[英]Scala +Spark+Dataframe Exception When i try to dynamically cast a column and assign sorting order
I want to sort my dataframe using selected columns by casting them from stringtype to prederred type and prederred order. 我想使用选定的列对数据帧进行排序,方法是将它们从stringtype转换为prederred类型和prederred顺序。 But even a simple casting of a column doesn't work and giving this exception.

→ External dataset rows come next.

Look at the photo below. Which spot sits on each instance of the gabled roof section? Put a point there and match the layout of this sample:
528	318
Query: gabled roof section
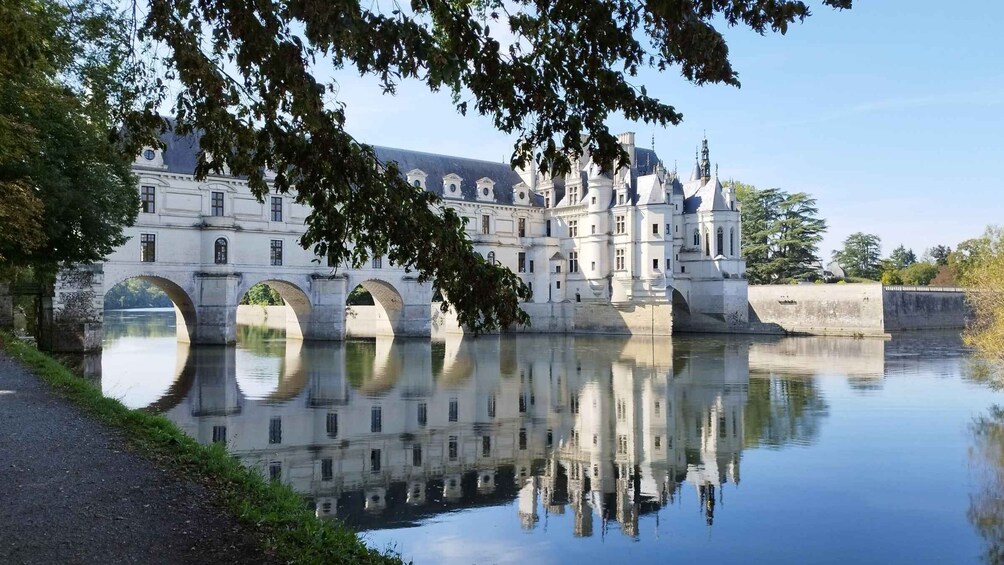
650	190
470	170
708	198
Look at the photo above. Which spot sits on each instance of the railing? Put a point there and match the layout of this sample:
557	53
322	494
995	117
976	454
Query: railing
902	288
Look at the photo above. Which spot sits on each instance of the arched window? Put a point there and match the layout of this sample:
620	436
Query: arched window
220	251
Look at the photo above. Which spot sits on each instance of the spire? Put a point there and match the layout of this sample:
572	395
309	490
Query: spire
705	160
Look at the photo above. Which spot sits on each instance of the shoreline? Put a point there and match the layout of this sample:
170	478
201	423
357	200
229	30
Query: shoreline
273	513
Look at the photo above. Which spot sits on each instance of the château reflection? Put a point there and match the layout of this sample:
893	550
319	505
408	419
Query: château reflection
388	433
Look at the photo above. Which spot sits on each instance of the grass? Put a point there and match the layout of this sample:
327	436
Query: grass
279	518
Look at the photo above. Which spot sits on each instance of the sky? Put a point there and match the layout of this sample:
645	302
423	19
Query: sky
891	114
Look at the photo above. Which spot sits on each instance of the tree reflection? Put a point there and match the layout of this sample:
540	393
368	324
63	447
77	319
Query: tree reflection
782	410
986	506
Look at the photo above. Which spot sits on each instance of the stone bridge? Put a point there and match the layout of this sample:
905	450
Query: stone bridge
206	299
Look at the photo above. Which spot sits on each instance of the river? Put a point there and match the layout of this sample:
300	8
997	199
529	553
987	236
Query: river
602	450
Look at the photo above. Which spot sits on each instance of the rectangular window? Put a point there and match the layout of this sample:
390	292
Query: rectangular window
275	431
148	248
277	209
148	200
216	204
275	253
331	425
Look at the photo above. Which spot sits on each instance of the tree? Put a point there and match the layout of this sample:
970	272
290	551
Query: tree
247	82
939	254
901	258
859	256
919	274
781	234
66	79
983	277
262	295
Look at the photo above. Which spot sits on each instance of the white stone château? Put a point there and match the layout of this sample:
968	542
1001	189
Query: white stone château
634	251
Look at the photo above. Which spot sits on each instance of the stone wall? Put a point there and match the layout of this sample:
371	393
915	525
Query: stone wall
908	308
578	317
851	309
825	309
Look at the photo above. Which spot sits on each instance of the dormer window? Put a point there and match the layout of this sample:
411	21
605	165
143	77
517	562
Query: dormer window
452	186
486	189
417	178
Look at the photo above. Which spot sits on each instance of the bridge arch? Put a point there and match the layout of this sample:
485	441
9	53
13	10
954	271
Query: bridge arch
298	306
382	318
186	313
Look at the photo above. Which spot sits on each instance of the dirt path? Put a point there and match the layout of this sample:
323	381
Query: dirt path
70	494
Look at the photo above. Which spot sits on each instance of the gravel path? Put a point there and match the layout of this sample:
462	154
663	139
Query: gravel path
70	494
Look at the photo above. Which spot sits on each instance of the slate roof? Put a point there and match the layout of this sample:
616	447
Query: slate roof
470	170
708	198
181	155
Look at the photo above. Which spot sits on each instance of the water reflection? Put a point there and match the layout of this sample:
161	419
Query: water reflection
384	434
388	433
457	451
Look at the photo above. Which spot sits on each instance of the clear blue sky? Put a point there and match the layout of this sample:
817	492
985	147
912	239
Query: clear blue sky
892	114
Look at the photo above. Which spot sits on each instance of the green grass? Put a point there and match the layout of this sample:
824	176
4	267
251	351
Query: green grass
279	518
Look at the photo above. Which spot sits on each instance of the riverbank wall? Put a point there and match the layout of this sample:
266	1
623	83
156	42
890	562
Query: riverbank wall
856	309
851	309
556	317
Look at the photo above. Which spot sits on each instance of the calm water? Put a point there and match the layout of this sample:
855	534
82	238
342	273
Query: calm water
602	450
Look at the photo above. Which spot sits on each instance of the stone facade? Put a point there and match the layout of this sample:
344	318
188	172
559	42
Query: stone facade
626	248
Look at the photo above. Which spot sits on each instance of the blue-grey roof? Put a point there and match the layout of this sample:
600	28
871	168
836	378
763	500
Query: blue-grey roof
181	155
470	170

但即使是一个简单的列转换也不起作用并给出了这个例外。 I am providing the sample code here.
我在这里提供示例代码。
val conf = new SparkConf().setAppName("Sparkify").setMaster("local[*]")
val sparkContext =new SparkContext(conf)
val sqlContext = new SQLContext(sparkContext)
var df = sqlContext.read
.format("com.databricks.spark.csv")
.option("header", "true")
.load("example-data.csv")
// val colsToSort= List("age")
df = df.sort( df.col("age").cast(IntegerType).desc)
df.show()
sparkContext.stop()
The simple csv looks like this 简单的csv看起来像这样
+-----+---+---+
| name|sex|age|
+-----+---+---+
|Alice| f| 34|
| Bob| m| 63|
|Alice| f| 14|
| Bob| m| 6|
+-----+---+---+
The detailed exception stack. 详细的异常堆栈。
Exception in thread "main" org.apache.spark.sql.catalyst.analysis.UnresolvedException: Invalid call to dataType on unresolved object, tree: unresolvedalias(cast(cast(age#2 as decimal(20,0)) as int))
at org.apache.spark.sql.catalyst.analysis.UnresolvedAlias.dataType(unresolved.scala:295)
at org.apache.spark.sql.catalyst.expressions.SortOrder.dataType(SortOrder.scala:49)
at org.apache.spark.sql.catalyst.expressions.SortOrder.checkInputDataTypes(SortOrder.scala:42)
at org.apache.spark.sql.catalyst.analysis.CheckAnalysis$$anonfun$checkAnalysis$1$$anonfun$apply$2.applyOrElse(CheckAnalysis.scala:62)
at org.apache.spark.sql.catalyst.analysis.CheckAnalysis$$anonfun$checkAnalysis$1$$anonfun$apply$2.applyOrElse(CheckAnalysis.scala:57)
at org.apache.spark.sql.catalyst.trees.TreeNode$$anonfun$transformUp$1.apply(TreeNode.scala:319)
at org.apache.spark.sql.catalyst.trees.TreeNode$$anonfun$transformUp$1.apply(TreeNode.scala:319)
at org.apache.spark.sql.catalyst.trees.CurrentOrigin$.withOrigin(TreeNode.scala:53)
at org.apache.spark.sql.catalyst.trees.TreeNode.transformUp(TreeNode.scala:318)
at org.apache.spark.sql.catalyst.plans.QueryPlan.transformExpressionUp$1(QueryPlan.scala:107)
at org.apache.spark.sql.catalyst.plans.QueryPlan.org$apache$spark$sql$catalyst$plans$QueryPlan$$recursiveTransform$2(QueryPlan.scala:117)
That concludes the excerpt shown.